Abbott struck out nine, walked three and needed 102 pitches to throw the Americans’ second consecutive one-hitter. Cat Osterman, at age 38 the Americans’ senior player, struck out nine over six innings and Abbott struck out the side in the seventh to finish an opening 2-0 win over Italy on Wednesday.
Amanda Chidester hit an RBI single in the fifth off loser Jenna Caira that scored McCleney, who went 3 for 3 with a walk and has reached base seven times in the two games.
The Tokyo Olympic organizing committee has fired the director of the opening ceremony because of a Holocaust joke he made during a comedy show in 1998.

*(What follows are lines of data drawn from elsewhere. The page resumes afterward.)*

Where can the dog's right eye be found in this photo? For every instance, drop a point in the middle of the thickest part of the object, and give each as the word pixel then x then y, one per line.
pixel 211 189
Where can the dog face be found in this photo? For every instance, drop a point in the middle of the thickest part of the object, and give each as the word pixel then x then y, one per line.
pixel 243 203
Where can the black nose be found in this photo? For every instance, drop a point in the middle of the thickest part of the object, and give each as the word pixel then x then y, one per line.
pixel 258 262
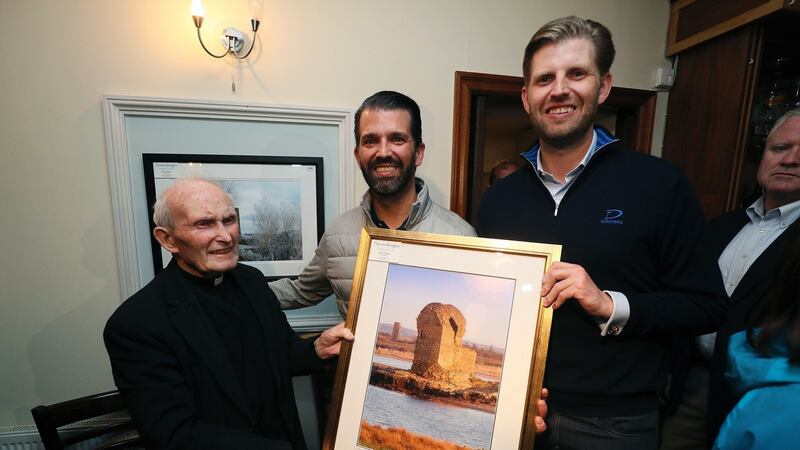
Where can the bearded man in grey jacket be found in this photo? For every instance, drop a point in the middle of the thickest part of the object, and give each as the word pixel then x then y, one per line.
pixel 389 147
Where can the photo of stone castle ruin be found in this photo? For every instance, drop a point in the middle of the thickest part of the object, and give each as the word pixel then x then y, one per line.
pixel 437 361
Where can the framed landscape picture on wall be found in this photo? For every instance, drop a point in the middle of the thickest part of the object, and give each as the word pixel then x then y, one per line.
pixel 278 201
pixel 450 348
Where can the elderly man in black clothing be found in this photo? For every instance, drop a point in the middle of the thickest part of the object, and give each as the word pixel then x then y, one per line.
pixel 632 273
pixel 203 354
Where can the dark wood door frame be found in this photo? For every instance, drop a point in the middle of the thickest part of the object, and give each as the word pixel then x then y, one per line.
pixel 634 125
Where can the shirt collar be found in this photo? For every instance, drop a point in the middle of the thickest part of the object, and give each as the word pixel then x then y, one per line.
pixel 600 139
pixel 787 213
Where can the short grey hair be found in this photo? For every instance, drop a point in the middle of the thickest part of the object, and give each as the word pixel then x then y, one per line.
pixel 162 214
pixel 795 112
pixel 572 27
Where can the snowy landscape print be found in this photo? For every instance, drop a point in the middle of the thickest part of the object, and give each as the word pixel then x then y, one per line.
pixel 269 217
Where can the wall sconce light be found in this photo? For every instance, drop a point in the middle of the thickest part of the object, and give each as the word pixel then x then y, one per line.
pixel 232 39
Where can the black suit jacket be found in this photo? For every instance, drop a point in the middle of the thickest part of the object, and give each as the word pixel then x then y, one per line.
pixel 743 302
pixel 174 373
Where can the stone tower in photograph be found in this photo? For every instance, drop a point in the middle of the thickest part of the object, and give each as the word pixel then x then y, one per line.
pixel 439 354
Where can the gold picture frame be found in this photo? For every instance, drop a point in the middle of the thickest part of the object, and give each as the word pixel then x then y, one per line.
pixel 450 330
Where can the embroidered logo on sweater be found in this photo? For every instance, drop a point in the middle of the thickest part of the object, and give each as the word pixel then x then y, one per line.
pixel 613 216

Organizing committee president Seiko Hashimoto says opening ceremony director Kentaro Kobayashi has been dismissed. Kobayashi was accused of using a joke about the Holocaust in his comedy act, including the phrase “Let’s play Holocaust,” in one of his shows.

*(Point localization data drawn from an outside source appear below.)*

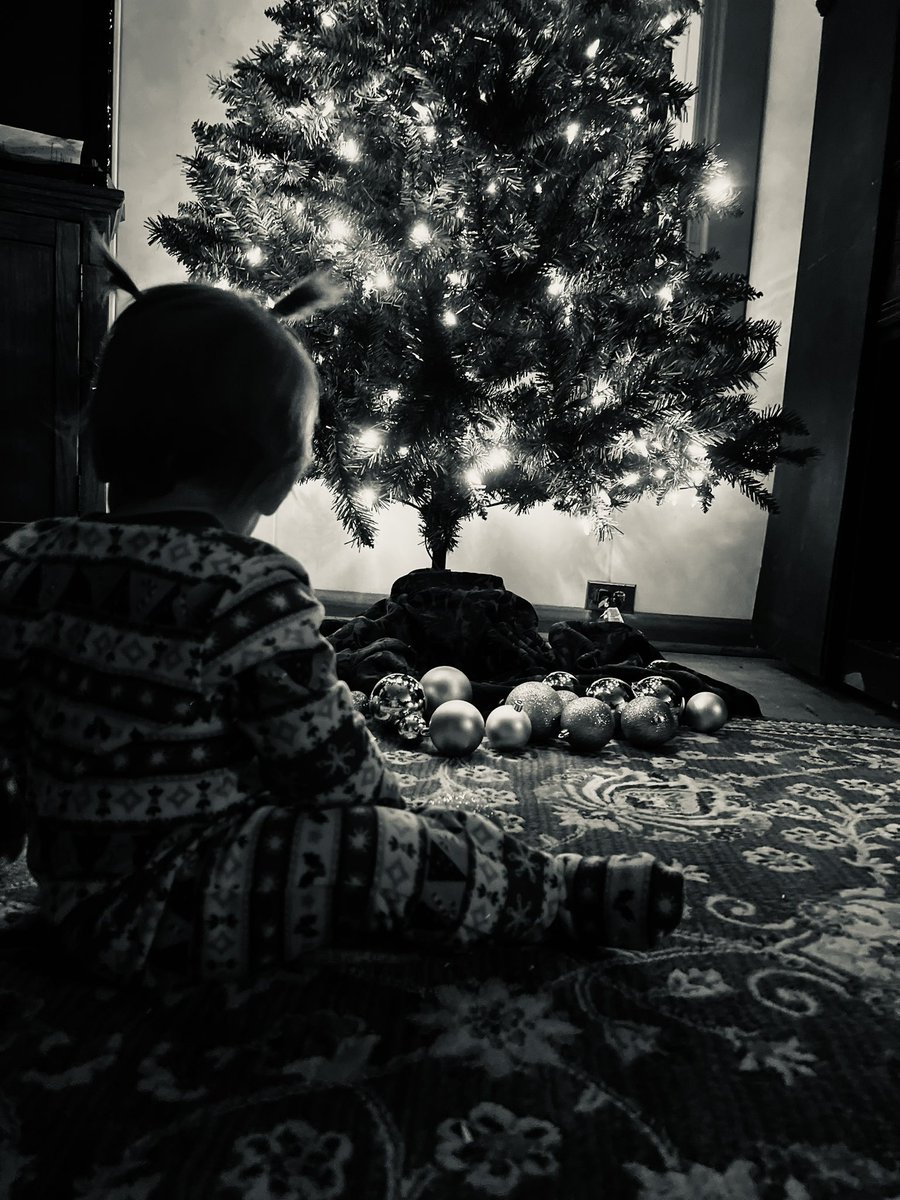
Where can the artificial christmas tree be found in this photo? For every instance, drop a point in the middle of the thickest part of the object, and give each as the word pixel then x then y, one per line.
pixel 501 189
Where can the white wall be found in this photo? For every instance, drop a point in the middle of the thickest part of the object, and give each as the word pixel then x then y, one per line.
pixel 683 562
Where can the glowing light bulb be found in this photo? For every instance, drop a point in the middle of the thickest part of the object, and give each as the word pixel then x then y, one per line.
pixel 348 148
pixel 420 234
pixel 719 190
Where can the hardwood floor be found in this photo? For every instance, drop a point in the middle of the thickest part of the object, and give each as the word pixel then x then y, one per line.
pixel 784 695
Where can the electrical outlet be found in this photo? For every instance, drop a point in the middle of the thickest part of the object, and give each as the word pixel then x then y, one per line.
pixel 610 595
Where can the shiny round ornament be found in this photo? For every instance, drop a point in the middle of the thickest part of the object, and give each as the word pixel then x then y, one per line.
pixel 508 727
pixel 412 726
pixel 661 687
pixel 394 695
pixel 544 708
pixel 706 712
pixel 647 721
pixel 587 724
pixel 456 727
pixel 612 691
pixel 562 681
pixel 445 683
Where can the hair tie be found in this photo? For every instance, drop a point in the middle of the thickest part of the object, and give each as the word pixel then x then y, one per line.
pixel 118 276
pixel 312 293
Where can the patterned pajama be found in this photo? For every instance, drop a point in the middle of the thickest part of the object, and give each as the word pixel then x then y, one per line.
pixel 202 796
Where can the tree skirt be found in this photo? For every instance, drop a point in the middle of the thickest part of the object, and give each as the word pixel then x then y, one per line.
pixel 755 1054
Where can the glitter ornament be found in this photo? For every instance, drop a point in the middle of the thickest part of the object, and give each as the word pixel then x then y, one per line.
pixel 647 721
pixel 412 725
pixel 562 681
pixel 587 724
pixel 508 727
pixel 445 683
pixel 705 712
pixel 661 687
pixel 394 695
pixel 456 727
pixel 544 708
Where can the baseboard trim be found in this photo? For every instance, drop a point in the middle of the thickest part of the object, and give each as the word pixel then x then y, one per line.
pixel 669 631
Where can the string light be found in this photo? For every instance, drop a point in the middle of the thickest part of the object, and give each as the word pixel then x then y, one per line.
pixel 420 234
pixel 348 148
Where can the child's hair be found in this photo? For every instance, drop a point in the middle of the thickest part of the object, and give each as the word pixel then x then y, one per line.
pixel 196 383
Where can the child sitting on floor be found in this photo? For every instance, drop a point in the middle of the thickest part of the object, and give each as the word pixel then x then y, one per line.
pixel 198 793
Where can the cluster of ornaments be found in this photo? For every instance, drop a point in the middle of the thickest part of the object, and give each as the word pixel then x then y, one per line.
pixel 646 713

His dismissal comes the day before Friday’s opening ceremony of the pandemic-delayed Games.
Earlier this week, a composer whose music is expected to be used at the opening ceremony was forced to resign because of past bullying of his classmates, which he boasted about in magazine interviews.

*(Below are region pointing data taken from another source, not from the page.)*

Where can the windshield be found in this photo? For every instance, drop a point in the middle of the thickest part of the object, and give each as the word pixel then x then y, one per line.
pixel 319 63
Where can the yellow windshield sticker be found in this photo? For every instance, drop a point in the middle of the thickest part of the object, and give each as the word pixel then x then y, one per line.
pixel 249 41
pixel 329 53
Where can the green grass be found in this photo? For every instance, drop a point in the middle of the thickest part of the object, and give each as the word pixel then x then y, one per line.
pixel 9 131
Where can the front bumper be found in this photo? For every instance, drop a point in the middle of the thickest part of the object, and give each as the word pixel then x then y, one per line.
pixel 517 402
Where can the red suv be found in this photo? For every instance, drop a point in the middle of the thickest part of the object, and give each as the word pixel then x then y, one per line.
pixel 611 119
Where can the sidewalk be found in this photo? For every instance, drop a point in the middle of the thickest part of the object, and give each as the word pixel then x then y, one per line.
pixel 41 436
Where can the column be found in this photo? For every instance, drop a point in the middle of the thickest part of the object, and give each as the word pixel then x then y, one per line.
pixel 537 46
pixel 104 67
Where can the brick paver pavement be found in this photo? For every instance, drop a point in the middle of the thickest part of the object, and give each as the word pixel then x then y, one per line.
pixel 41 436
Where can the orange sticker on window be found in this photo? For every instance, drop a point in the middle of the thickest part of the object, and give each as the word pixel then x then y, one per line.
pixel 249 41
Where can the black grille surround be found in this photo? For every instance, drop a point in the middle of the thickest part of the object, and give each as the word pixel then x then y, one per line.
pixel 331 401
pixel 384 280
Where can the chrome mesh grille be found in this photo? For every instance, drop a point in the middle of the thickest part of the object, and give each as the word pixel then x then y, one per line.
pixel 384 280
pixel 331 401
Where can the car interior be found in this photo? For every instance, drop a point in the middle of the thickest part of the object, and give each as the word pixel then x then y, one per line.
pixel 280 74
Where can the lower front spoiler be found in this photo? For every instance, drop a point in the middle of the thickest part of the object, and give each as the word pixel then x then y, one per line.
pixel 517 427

Home hope Naomi Osaka will face 52nd-ranked Zheng Saisai of China and Novak Djokovic will play 139th-ranked Hugo Dellien of Bolivia in the opening round of the Olympic tennis tournament in Tokyo.
Draws were held two days before play opens at Ariake Tennis Park.
Osaka is returning to competition after she withdrew from the French Open following the first round to take a mental health break.
Djokovic is attempting to become the first man to complete a Golden Slam by winning all four major tennis tournaments and an Olympic singles gold medal in the same year.
Defending Olympic champion Andy Murray received a tough opening round draw against 15th-ranked Felix Auger-Aliassime of Canada.
Russian swimmer Ilya Borodin, the European champion in the 400-meter individual medley, will miss the Tokyo Olympics after testing positive for the coronavirus.
The Russian Swimming Federation says Borodin tested positive at a training camp in the city of Vladivostok in the Russian Far East.
The positive test came shortly before he was expected to travel to Japan with other Russian swimmers.
Federation vice-president Viktor Avdienko tells the Tass state news agency that Borodin has been placed into isolation, the rest of the team has tested negative and no one was deemed a close contact in Borodin’s case.
Jill Biden has embarked on her first solo international trip as first lady, leading a U.S. delegation to the Olympic Games in Tokyo.
On her way she stopped in Alaska, where she praised efforts to vaccinate residents in the rugged, remote state but noted the work is not done.
She has a robust agenda for roughly 48 hours on the ground in Japan’s capital.
She is set to arrive in Tokyo Thursday afternoon and have dinner with Prime Minister Yoshihide Suga and his wife, Mariko Suga.
She will hold a virtual get-together with members of Team USA Friday before meeting Emperor Naruhito at the Imperial Palace. She attends the opening ceremony for the Games in the evening.
She also will host a U.S.-vs.-Mexico softball watch party at the U.S. Embassy for staff and their families, and cheer U.S. athletes competing in several events before leaving Tokyo.
Australia’s highest-ranking Olympic official and the current premier of the state of Queensland, where the 2032 Summer Games will be held, have put an early test to the old adage that sports and politics don’t mix.
Hours after Brisbane was given the hosting rights for the Games 11 years down the track following an International Olympic Committee vote in Tokyo on Wednesday, Australian Olympic Committee President John Coates had a public disagreement with Queensland state Premier Annastacia Palaszczuk.
The issue at the late night news conference in Tokyo? Whether Palaszczuk and other members of the city’s delegation should attend the Tokyo Olympics opening ceremony on Friday.
Palaszczuk indicated she’d be staying in her hotel room.
That didn’t sit well with Coates, a powerful vice-president for the IOC and one of the driving forces behind Brisbane having received the hosting rights so soon without any real competition.
Coates told Palaszczuk that she and the others could not stay home and sit in their rooms.